How to work with the 'Essential Climate Variables for assessment of climate variability from 1979 to present'on Earth Data Hub: analysis of worldwide temperature change from pre-industrial period¶
Earth Data Hub (EDH) provides an innovative access to earth related data. This notebook will provide you guidance on how to access and use the https://data.earthdatahub.destine.eu/more-era5/ecv-for-climate-change-1981-2010-anomaly-v0.zarr
dataset.
Goal of this tutorial¶
The goal of this tutorial is to answer the following question:
Is the global average temperature changing compared to the pre-industrial period?
To answare this question we will compute the global temperature anomaly with respect to 1981-2010 reference period and correct it with the modern era temperature increase since pre-industrial period (1850-1900).
What you will learn:¶
- how to access the data
- select and average the data
- plot the results
To access datasets on Earth Data Hub you need to instruct your tools (xarray, Zarr, etc.) to use EDH personal access token when downloading the data.
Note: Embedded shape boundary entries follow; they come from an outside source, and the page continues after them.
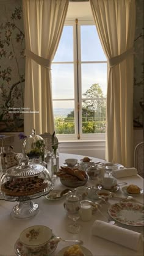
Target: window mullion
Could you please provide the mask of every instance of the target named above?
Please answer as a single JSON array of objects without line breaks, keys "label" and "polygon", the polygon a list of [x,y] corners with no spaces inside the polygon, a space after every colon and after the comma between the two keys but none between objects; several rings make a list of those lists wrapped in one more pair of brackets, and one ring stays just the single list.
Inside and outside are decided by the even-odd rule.
[{"label": "window mullion", "polygon": [[79,103],[79,138],[80,139],[82,136],[82,103],[81,103],[81,26],[78,23],[77,26],[77,73],[78,73],[78,81],[77,81],[77,92],[78,92],[78,103]]}]

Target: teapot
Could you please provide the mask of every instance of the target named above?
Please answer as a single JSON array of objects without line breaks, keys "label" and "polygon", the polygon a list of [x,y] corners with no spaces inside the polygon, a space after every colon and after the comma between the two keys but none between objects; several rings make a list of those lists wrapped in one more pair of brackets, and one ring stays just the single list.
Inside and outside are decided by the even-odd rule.
[{"label": "teapot", "polygon": [[88,197],[92,200],[97,200],[98,197],[97,195],[98,188],[94,186],[90,186],[87,188]]}]

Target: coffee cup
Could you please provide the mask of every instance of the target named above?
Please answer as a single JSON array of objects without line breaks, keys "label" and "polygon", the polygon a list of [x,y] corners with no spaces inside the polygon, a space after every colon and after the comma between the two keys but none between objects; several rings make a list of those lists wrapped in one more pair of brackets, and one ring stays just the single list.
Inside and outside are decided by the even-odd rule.
[{"label": "coffee cup", "polygon": [[117,181],[114,178],[105,177],[101,183],[103,188],[105,189],[113,189],[117,185]]},{"label": "coffee cup", "polygon": [[68,158],[65,159],[65,163],[69,167],[74,167],[77,163],[77,159],[76,158]]}]

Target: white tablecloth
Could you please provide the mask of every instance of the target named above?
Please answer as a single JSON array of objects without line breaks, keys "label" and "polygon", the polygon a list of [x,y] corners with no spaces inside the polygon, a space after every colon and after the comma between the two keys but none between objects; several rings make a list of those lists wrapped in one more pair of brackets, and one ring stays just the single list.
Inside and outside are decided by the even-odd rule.
[{"label": "white tablecloth", "polygon": [[[80,160],[82,156],[69,154],[60,154],[60,165],[64,163],[64,160],[68,158],[76,158]],[[97,158],[92,158],[94,161],[101,161]],[[50,164],[49,164],[50,166]],[[143,186],[143,179],[139,175],[118,179],[118,181],[126,181],[128,184],[134,183],[140,188]],[[87,186],[94,185],[90,181]],[[60,183],[59,178],[56,179],[54,189],[62,189],[65,188]],[[124,196],[123,193],[120,189],[117,194],[118,196]],[[143,195],[137,197],[137,199],[143,202]],[[52,229],[54,234],[61,236],[64,239],[78,239],[84,241],[84,246],[88,249],[93,256],[103,255],[143,255],[142,246],[137,252],[129,249],[120,245],[116,244],[106,240],[95,236],[92,235],[92,225],[96,219],[106,221],[99,213],[96,213],[93,215],[91,221],[83,222],[81,219],[77,221],[81,224],[82,229],[78,234],[71,234],[67,231],[67,225],[70,221],[67,216],[66,211],[63,204],[65,199],[57,201],[49,201],[44,197],[35,199],[34,201],[38,203],[40,210],[37,215],[30,219],[14,219],[10,215],[10,212],[16,202],[6,202],[0,200],[0,255],[13,256],[15,255],[14,244],[18,238],[21,231],[26,227],[33,225],[45,225]],[[116,202],[115,200],[111,200],[110,203]],[[109,205],[103,205],[103,212],[107,214],[107,211]],[[108,215],[107,215],[108,216]],[[119,224],[118,224],[119,225]],[[143,232],[143,227],[132,227],[126,225],[120,225],[121,227],[130,229],[140,233]],[[56,256],[57,253],[63,247],[71,244],[60,242],[57,249],[51,254]]]}]

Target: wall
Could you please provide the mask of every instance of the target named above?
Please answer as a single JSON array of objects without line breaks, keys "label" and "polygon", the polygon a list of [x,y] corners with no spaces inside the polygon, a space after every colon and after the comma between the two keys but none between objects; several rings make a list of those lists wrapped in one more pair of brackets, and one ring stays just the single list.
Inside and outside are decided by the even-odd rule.
[{"label": "wall", "polygon": [[[143,1],[136,0],[136,29],[134,42],[134,144],[143,140]],[[0,0],[0,133],[20,132],[23,130],[23,116],[21,114],[24,105],[25,60],[24,58],[24,34],[23,22],[22,0]],[[16,108],[18,113],[10,113],[9,108]],[[15,148],[20,150],[21,142],[15,137]],[[88,152],[103,158],[105,144],[93,142],[88,145]],[[62,146],[63,145],[63,146]],[[84,145],[71,142],[71,148],[62,143],[63,151],[70,153],[76,148],[77,152],[85,152]],[[64,147],[65,146],[65,147]],[[87,146],[88,145],[87,144]],[[98,146],[100,147],[98,153]],[[93,149],[92,149],[93,148]],[[88,148],[87,148],[88,149]],[[80,151],[79,151],[80,150]],[[90,151],[89,151],[90,150]],[[86,152],[85,152],[86,153]],[[86,154],[87,155],[87,154]]]}]

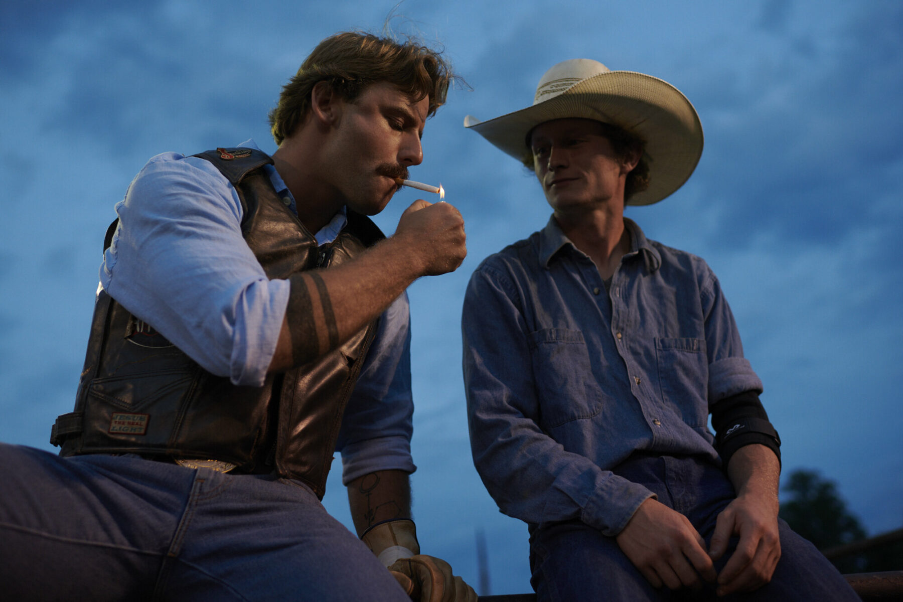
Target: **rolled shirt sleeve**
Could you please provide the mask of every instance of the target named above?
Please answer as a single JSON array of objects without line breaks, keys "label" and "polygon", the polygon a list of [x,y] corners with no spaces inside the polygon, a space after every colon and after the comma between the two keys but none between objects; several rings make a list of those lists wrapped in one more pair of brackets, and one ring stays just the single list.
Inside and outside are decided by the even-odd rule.
[{"label": "rolled shirt sleeve", "polygon": [[416,470],[411,458],[411,320],[407,293],[379,319],[377,338],[345,408],[336,449],[342,482],[377,470]]},{"label": "rolled shirt sleeve", "polygon": [[705,316],[705,347],[709,362],[708,398],[717,402],[746,391],[762,393],[762,381],[743,357],[743,344],[721,283],[703,263],[705,279],[700,301]]},{"label": "rolled shirt sleeve", "polygon": [[205,370],[264,383],[288,302],[241,234],[235,188],[208,161],[151,159],[116,205],[103,288]]}]

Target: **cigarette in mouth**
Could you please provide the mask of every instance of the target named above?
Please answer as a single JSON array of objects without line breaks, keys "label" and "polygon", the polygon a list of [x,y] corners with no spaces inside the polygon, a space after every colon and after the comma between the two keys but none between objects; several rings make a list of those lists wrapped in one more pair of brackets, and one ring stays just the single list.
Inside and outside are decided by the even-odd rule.
[{"label": "cigarette in mouth", "polygon": [[445,198],[445,189],[442,188],[442,184],[439,186],[430,186],[429,184],[424,184],[424,182],[414,181],[413,180],[403,180],[401,178],[396,178],[396,183],[399,186],[407,186],[409,188],[415,188],[418,190],[433,192],[438,194],[440,199]]}]

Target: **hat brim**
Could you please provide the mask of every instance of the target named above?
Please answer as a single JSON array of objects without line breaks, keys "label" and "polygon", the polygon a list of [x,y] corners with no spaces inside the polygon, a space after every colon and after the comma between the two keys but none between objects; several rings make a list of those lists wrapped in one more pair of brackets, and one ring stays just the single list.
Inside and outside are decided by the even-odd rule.
[{"label": "hat brim", "polygon": [[467,116],[464,127],[521,161],[527,152],[526,134],[534,127],[568,117],[613,124],[646,141],[649,186],[628,205],[651,205],[672,194],[690,178],[703,154],[703,125],[686,97],[666,81],[634,71],[600,73],[548,100],[494,119]]}]

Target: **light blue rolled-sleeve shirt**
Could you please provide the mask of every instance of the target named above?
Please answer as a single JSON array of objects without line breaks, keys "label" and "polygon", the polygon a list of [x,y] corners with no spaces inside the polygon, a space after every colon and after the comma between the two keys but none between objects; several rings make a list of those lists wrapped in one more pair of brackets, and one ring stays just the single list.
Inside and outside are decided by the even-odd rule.
[{"label": "light blue rolled-sleeve shirt", "polygon": [[[252,140],[239,144],[257,148]],[[272,165],[276,193],[295,199]],[[269,280],[241,234],[237,191],[209,161],[163,153],[141,170],[116,204],[119,226],[104,253],[100,285],[205,370],[261,386],[288,304],[287,280]],[[314,236],[336,238],[344,210]],[[414,472],[410,311],[402,294],[380,316],[349,402],[337,449],[342,479],[374,470]]]},{"label": "light blue rolled-sleeve shirt", "polygon": [[711,408],[762,391],[705,262],[624,222],[631,249],[608,286],[553,218],[465,294],[474,464],[502,512],[533,524],[618,534],[653,494],[613,468],[635,452],[718,464]]}]

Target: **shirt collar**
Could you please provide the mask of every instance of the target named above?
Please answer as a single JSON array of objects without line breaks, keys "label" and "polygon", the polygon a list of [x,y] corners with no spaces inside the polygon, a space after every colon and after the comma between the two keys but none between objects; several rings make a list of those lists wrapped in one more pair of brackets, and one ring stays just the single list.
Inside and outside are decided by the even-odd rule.
[{"label": "shirt collar", "polygon": [[[260,151],[260,147],[257,146],[256,143],[254,142],[254,138],[248,138],[245,142],[238,144],[239,147],[244,148],[253,148],[256,151]],[[295,205],[295,199],[292,196],[291,190],[288,190],[288,186],[285,185],[285,181],[276,171],[276,168],[273,166],[272,163],[267,163],[264,165],[264,171],[266,175],[269,176],[270,181],[273,183],[273,188],[275,189],[276,194],[278,194],[283,199],[289,199],[289,208],[294,212],[295,215],[298,214],[298,210]],[[345,227],[348,224],[348,209],[342,205],[339,212],[332,216],[332,219],[330,220],[326,226],[320,228],[313,237],[317,239],[317,245],[326,245],[331,243],[341,232],[341,229]]]},{"label": "shirt collar", "polygon": [[[624,218],[624,227],[630,235],[630,251],[625,256],[631,256],[636,254],[643,255],[646,263],[646,269],[655,272],[662,264],[662,256],[658,254],[643,234],[643,230],[632,219]],[[564,247],[571,247],[577,251],[573,243],[562,232],[561,227],[554,216],[549,218],[548,223],[539,232],[539,261],[546,269],[552,264],[553,259],[558,252]]]}]

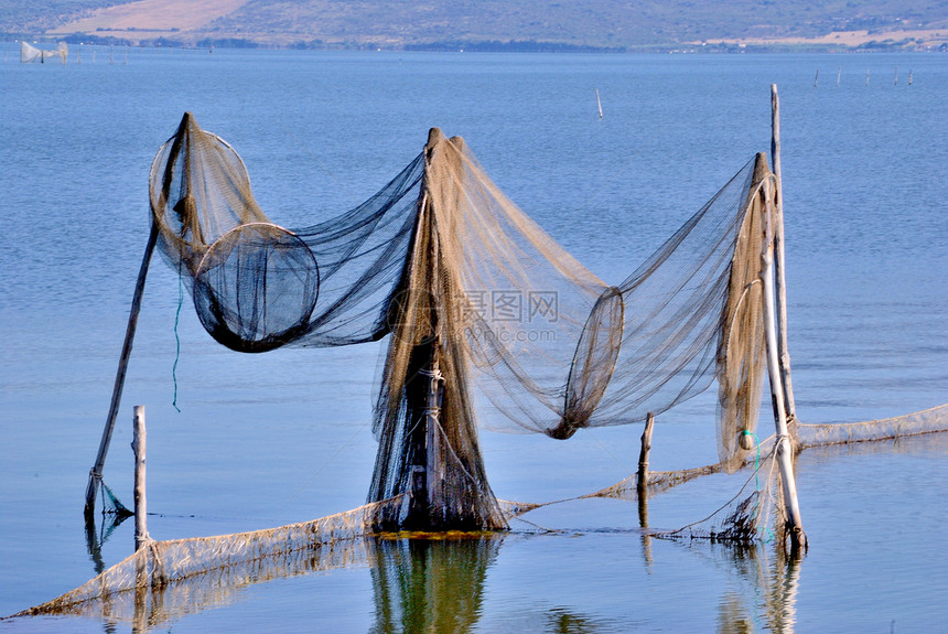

To obtain a personal access token you first need to register to the Destination Earth platform. Then, you can go to Earth Data Hub account settings where you can find your default personal access token or create others. After retrieving your personal access token, please cut and paste it below: ⤵
PAT = "your_personal_access_token"
# e.g. PAT="edh_pat_44bbb7e9192a4c6bb47ddf07d07564eee5d17de8dfc48f7118f88e3bc4a4157f8fe2403f5aa0a2d53441b6922ea9a33a"
Working with EDH data¶
Datasets on EDH are often very large and remotely hosted. Typical use imply a selection of the data followed by one or more reduction steps to be performed in a local or distributed Dask environment.
The structure of a workflow that uses EDH data tipically looks like this:
- data access
- data selection
- (optional) data reduction
- data download
- further operations and visualization
Xarray and Dask work together following a lazy principle. This means that when you access and manipulate a Zarr store the data is in not immediately downloaded and loaded in memory. Instead, Dask constructs a task graph that represents the operations to be performed.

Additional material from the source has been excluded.